Knowledge, Callbacks and Prenotes. Oh My!

If business e-mail compromise (BEC) feels like a three-ring circus, that’s because it is. There are acrobats (hackers slipping past defenses), clowns (fraudsters in disguise) and ring masters (threat actors timing and directing the show). But unlike the big top, this circus isn’t entertaining – it’s costly, disruptive and extremely dangerous. 

The good news? With the proper defenses, your organization doesn’t have to be taken in by the show!

The Circus Act of Business E-mail Compromise

The Clown: Fraudsters disguise themselves, impersonating executives, vendors, customers and even co-workers with convincing e-mails designed to trick staff into sending money or revealing sensitive details, such as who can send wires and who is out of the office.

The Magician: Using sleight of hand, fraudsters intercept and alter legitimate invoices or make subtle changes to e-mail domains, hoping the changes slip past an overworked employee.

The Ring Master: Timing is everything when putting on a good show. Sometimes the ring master preys on urgency – you receive a call saying your payment is late and no more product will ship until it’s resolved. Other times, they lie in wait for the right time to strike – the boss’s e-mail has a sudden influx of activity about a new property purchase, which is just the opening a fraudster needs to swoop in and find wire instructions to alter.

Your Defenses: Knowledge, Callbacks & Prenotes

Knowledge: Like the spotlight in the big top, knowledge is the keystone to a solid defense against fraud. Employees cannot defend against threats they don’t know exist. A robust education program is essential.

Callbacks: They say never judge a book by its cover, and when it comes to BEC, you should never judge a request based on who sent it, how they sent it or how urgent the request is. It may look like a duck, quack like a duck, and it might really be a duck – but it might also be a Trojan horse.

A callback – the process of verbally verifying a request with a trusted contact – is the safety net that protects your business from a fall.

Prenotes: Think of testing new payment instructions as a dress rehearsal. Like performers practicing their routines before the real show begins, a prenote – a $0 test transaction sent through the ACH network before issuing a live payment – is your opportunity to confirm the payment details and ensure it reaches the right party. Learn more about the prenote’s role in preventing BEC fraud.

The Keys to a Solid Business E-mail Compromise Plan

Educate your employees.

Employees need to know the risks associated with sending money and understand it is ok to be suspicious. QUESTION EVERYTHING when it comes to sending money! 

A written BEC policy is your pre-show plan, clearly articulating your expectations for all staff. Organizational leaders must understand and adhere to these policies, too – making yourself unreachable during a round of golf or scolding an employee for calling while you’re on vacation puts pressure on employees to break protocol.

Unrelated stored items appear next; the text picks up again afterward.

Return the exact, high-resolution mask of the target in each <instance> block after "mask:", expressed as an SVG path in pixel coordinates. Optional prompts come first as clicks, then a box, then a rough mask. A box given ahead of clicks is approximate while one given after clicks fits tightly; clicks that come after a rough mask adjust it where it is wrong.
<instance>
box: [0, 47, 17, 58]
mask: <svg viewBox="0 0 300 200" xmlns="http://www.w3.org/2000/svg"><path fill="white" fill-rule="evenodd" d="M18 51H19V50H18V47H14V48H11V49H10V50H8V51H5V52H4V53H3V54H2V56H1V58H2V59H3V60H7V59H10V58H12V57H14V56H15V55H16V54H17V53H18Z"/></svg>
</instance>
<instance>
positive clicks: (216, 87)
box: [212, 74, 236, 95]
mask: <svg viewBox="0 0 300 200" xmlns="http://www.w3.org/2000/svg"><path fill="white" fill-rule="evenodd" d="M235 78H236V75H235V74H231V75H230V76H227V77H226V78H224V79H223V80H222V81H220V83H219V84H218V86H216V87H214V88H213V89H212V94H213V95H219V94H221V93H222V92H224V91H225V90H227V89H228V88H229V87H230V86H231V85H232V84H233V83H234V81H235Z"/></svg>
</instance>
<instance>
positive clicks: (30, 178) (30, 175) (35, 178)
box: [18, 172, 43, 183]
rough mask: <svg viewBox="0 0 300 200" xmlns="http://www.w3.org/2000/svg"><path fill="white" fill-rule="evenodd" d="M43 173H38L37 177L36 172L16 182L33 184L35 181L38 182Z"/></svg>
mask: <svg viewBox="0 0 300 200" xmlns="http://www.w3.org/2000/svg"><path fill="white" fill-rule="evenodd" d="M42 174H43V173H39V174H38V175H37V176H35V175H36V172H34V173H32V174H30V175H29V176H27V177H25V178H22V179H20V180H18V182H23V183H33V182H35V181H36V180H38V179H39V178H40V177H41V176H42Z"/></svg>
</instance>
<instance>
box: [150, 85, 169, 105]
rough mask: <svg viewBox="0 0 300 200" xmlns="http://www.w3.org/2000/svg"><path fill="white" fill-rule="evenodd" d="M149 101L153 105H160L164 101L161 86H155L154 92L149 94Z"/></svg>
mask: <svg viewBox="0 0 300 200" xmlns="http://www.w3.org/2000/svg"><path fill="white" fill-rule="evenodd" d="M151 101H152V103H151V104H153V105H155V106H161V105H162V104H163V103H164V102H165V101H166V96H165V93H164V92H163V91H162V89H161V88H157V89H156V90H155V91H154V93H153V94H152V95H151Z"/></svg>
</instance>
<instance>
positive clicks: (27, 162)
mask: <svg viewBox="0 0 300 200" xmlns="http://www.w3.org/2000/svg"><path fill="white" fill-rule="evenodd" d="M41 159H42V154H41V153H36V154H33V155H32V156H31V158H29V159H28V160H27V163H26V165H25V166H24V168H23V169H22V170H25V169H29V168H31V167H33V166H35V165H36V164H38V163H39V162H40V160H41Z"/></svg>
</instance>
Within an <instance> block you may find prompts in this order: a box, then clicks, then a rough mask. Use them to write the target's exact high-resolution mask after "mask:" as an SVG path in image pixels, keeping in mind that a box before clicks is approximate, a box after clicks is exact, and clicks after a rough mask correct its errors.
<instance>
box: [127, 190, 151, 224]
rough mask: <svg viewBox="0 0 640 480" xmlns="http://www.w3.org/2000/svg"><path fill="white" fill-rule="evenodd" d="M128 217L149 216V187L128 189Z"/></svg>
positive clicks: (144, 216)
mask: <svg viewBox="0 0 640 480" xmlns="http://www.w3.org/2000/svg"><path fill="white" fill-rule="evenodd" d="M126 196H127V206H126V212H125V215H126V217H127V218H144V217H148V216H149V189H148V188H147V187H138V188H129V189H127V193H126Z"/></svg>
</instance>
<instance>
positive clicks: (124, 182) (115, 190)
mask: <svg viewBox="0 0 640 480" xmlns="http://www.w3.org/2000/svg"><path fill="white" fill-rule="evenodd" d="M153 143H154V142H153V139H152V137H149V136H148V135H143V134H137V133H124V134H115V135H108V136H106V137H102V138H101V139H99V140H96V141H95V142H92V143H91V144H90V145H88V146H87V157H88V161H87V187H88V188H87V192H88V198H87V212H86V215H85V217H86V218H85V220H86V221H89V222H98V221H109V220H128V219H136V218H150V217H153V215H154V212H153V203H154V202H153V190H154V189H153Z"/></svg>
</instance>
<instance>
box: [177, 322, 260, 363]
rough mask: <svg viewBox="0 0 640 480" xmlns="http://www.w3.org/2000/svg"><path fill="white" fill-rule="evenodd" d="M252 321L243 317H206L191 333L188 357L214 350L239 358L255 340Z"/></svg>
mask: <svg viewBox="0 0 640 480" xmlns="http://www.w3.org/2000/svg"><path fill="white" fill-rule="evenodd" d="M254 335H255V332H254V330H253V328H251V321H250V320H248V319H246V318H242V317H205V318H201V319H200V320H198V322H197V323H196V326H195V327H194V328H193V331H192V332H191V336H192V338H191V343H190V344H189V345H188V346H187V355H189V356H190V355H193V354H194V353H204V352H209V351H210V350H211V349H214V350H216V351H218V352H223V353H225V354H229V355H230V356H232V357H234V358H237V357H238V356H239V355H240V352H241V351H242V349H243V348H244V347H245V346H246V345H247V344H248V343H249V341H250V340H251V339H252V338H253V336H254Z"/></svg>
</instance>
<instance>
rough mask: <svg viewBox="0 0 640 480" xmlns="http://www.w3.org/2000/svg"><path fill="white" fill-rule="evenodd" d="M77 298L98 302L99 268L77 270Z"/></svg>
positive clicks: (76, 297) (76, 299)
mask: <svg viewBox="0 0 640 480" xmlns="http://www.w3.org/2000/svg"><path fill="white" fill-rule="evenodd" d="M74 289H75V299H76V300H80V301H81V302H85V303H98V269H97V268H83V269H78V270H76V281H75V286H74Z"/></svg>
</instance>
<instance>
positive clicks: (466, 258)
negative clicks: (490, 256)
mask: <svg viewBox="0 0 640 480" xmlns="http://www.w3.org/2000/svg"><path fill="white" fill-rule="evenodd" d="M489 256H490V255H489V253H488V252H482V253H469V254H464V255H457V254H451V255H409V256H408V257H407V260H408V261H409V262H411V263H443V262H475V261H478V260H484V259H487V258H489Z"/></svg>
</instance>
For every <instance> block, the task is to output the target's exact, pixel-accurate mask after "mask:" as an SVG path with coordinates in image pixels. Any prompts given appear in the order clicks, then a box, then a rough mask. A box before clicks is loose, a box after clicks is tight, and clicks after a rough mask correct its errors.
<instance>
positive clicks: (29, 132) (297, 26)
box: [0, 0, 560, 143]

Get Started - These sample BEC policies may provide a solid foundation and helpful reference as you develop your BEC policy: Sample General Business; Sample from Google AI; Sample from FRSecure.

Verify before you buy.

When sending money to a third party for the first time or receiving new payment instructions from an existing trade partner, always verify by calling a trusted number. Never take the e-mail or voicemail at face value, and never call the phone number listed in an e-mail.

Trust procedures, not pressure.

Your BEC policy should outline how to handle urgent payment requests. If nothing your business does is ever urgent, a sudden demand should be a red flag to employees that something is wrong and they need to slow down. If, however, urgent payments are a norm, establish a simple routine for secondary authentication, such as a text message or phone call from the boss. For extra protection against deepfakes, consider a code word for voice confirmations.

Prenotes should be a required step in your payment procedures. They catch fraud attempts and human errors before real money is at stake. Learn more about the prenote’s role in preventing BEC fraud.

Finally, no BEC policy is complete without clear steps for responding should the unthinkable happen and a fraudster gets through all your defenses. Like a well-trained acrobat who slips from the bar, you have to lean into, learn from and recover from the mistake. You will recover faster when following the plan. Time lost to panic is the fraudster’s best ally.

BEC scams thrive on theatrics – disguise, urgency and manipulation. But a proactive plan built on knowledge, callbacks and prenotes can block the fraudster’s act, keeping the circus under the big top and out of your inbox!